Les 1001 fonctions de notre revêtement cutané fascinent les chercheurs. Leurs travaux sur les maladies et le vieillissement sont étroitement liés.
La peau est, parmi tous nos organes, le plus étendu (environ 2 mètres carrés chez un adulte de taille moyenne), le plus lourd (5 kilos), le plus peuplé (quelques 2 000 milliards de cellules) et le plus sensible. « Ouvert sur le monde extérieur, notre unique organe visible ne se contente pas d’enclore le corps, il offre à ce dernier le meilleur des boucliers », écrit Philippe Testard-Vaillant en introduction d’un excellent dossier sur le sujet qu’il vient de signer dans la revue de l’Inserm Science & santé . Il y explique notamment comment cette structure en millefeuille, peuplée d’organites spécialisés dans l’alerte, la défense ou la réparation, s’y prend pour remplir aussi bien son rôle protecteur. Et aussi les recherches en cours pour tenter de repousser les assauts des maladies et du temps
Tout d’abord, la peau est une barrière à double sens, qui sépare notre organisme du milieu extérieur et qui prévient la perte de l’eau qui nous compose, rappelle Thierry Passeron, dermatologue au CHU de Nice et chercheur au Centre méditerranéen de médecine moléculaire (C3M). Cette barrière imperméable se renouvelle en permanence et dans sa totalité en quatre à six semaines : les bataillons de kératinocytes, fabriquées dans la couche basale, à la jonction du derme et de l’épiderme, migrent en permanence vers la surface « pour y former un empilement de tuiles plates, cornées et étanches (la couche cornée) qui dépassent rarement 50 millièmes de millimètre d’épaisseur ». En effet, au cours de leur ascension, les kératinocytes se dépouillent de leurs organes vitaux pour ne conserver que leur squelette et leur enveloppe protéique
La peau ne résiste pas bien au temps qui passe
De plus, la peau est un régulateur thermique hors pair. « La température extérieure chute ? Notre enveloppe limite la circulation de sang dans le derme et freine ainsi les déperditions caloriques. À l’inverse, le mercure grimpe ? Des milliers de glandes sudoripares (chaque centimètre carré du derme en héberge une centaine) s’activent pour refroidir l’organisme en produisant la sueur qui s’échappe des pores cutanés, ruisselle sur la peau et s’évapore. Le phénomène, loin d’être gratuit, réclame de l’énergie. Laquelle vient du corps qui en a trop puisqu’il a trop chaud. On ne peut plus astucieux », note Philippe Testard-Vaillant.

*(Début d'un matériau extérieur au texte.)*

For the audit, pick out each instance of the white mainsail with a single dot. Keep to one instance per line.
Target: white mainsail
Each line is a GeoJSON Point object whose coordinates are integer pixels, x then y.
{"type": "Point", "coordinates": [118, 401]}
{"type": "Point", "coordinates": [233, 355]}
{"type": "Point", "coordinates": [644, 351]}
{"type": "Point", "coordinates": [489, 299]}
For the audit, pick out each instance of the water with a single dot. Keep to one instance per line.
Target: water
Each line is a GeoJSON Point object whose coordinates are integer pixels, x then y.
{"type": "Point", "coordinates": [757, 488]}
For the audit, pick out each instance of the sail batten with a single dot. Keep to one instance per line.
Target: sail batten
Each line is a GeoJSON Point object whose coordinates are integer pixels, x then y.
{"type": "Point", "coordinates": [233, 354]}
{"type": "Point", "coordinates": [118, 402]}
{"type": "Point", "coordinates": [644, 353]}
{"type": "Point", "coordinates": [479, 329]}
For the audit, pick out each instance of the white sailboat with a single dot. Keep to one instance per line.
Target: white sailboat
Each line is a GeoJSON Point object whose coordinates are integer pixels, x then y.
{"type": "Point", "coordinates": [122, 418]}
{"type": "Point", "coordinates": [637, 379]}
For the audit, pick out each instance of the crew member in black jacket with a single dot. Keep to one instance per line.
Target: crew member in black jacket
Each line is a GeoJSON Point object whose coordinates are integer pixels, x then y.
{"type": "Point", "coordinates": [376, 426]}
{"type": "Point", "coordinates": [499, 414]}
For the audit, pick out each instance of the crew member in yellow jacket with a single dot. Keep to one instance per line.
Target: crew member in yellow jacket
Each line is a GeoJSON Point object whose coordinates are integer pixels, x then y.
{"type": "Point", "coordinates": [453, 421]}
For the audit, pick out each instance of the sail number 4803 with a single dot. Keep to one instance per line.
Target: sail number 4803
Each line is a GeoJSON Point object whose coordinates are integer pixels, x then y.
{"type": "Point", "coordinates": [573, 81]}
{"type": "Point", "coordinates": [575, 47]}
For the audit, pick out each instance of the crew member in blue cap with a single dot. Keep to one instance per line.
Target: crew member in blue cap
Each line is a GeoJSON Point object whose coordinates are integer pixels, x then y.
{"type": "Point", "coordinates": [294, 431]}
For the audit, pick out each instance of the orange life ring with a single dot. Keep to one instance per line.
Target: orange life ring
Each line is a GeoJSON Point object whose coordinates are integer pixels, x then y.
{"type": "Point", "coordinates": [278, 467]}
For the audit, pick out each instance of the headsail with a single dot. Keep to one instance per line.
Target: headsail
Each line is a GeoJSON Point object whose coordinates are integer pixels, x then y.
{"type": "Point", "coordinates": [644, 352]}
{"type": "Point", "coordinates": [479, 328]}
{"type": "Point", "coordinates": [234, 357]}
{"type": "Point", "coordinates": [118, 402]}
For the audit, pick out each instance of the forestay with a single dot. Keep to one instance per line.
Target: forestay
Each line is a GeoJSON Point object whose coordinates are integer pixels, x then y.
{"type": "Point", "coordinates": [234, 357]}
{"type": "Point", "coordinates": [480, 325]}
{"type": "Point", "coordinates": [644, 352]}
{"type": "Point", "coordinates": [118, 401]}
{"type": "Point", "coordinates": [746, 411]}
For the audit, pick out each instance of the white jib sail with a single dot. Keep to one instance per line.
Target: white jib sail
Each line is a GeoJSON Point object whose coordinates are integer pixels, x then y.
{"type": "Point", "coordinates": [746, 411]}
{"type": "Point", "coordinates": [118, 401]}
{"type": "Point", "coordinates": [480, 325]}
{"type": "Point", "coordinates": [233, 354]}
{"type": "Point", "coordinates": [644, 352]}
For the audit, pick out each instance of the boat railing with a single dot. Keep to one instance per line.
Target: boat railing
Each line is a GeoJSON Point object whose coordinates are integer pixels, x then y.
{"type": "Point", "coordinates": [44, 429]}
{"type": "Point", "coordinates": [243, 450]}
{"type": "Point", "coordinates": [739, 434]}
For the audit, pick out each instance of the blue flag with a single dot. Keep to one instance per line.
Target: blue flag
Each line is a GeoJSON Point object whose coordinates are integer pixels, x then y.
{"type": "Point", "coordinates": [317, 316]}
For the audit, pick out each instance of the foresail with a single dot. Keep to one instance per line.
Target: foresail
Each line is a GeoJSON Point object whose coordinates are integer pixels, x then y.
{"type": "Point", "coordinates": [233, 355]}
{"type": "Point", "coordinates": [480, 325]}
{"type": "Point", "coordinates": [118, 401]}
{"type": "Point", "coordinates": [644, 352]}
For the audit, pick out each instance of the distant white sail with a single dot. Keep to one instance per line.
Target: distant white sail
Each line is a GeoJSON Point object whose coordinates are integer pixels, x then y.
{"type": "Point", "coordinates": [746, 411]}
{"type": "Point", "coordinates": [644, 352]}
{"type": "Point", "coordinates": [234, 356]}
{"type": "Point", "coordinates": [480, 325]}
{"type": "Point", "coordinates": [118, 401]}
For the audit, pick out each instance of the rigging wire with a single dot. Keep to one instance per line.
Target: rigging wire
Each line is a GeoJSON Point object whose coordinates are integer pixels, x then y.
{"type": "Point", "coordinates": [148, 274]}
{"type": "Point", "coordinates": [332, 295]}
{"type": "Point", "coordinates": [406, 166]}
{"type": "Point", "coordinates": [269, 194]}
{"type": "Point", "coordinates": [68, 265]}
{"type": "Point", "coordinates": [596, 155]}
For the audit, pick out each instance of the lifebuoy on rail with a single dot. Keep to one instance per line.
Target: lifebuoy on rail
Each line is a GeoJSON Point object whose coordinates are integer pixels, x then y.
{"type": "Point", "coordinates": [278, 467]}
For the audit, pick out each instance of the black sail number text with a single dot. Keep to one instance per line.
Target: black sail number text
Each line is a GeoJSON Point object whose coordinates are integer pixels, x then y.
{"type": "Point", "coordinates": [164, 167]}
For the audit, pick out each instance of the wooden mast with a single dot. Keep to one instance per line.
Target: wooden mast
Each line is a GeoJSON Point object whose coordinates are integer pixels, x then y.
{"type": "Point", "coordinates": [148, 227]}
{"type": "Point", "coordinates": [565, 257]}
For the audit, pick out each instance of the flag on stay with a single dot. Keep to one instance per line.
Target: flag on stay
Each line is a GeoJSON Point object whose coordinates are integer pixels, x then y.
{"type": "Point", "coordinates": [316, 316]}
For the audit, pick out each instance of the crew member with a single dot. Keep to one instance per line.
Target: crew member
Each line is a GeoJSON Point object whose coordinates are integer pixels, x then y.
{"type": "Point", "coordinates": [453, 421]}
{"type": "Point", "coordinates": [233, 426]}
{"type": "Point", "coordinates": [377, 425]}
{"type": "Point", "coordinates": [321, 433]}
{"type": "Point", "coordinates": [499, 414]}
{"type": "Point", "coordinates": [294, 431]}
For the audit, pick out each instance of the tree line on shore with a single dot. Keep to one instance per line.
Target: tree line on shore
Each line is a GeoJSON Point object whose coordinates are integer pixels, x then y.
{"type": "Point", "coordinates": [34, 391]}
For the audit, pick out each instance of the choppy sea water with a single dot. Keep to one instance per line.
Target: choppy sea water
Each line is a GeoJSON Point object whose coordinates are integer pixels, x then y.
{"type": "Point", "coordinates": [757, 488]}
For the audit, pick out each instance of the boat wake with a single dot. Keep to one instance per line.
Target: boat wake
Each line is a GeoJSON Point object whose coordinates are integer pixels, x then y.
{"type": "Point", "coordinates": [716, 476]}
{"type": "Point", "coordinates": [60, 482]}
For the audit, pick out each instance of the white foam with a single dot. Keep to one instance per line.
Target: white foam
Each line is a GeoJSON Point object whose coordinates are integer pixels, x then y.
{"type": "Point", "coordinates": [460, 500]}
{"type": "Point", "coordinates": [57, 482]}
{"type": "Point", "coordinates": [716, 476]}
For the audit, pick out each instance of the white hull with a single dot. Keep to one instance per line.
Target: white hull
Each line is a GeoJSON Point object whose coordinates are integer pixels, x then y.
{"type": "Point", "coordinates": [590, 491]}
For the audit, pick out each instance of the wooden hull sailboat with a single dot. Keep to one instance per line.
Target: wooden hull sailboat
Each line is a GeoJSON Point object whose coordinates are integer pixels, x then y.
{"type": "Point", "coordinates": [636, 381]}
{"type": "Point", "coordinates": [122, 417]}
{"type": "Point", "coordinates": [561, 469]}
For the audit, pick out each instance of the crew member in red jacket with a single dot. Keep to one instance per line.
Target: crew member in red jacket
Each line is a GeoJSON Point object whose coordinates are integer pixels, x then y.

Malheureusement, notre enveloppe cutanée ne résiste pas bien au temps qui passe. Avec les décennies, elle s’affine, se fragilise, se déshydrate, se plisse et se tache. Parmi tous les signes de son vieillissement, la perte d’élasticité est l’un des plus flagrants. Des chercheurs ont identifié l’une des responsables : une protéine particulière, dont l’expression diminue avec l’âge. Chloé Féral, chercheuse à l’Ircan (université Nice-Sophia-Antipolis), a démontré, chez la souris, que cela perturbait le renouvellement rapide et efficace des kératinocytes – qui représentent 80 % des cellules de l’épiderme –, retardait la cicatrisation, provoquait la perte de poils… À l’inverse, cette protéine est très présente dans les cellules de tumeurs cutanées. C’est pourquoi de nombreuses équipes tentent de trouver le moyen de bloquer son fonctionnement dans ces cellules cancéreuses de la peau, même si les cancers en question restent généralement bénins. D’autres travaux portant sur le bien plus redoutable mélanome malin montrent que la lutte contre les tumeurs et contre le vieillissement cutané est intimement liée.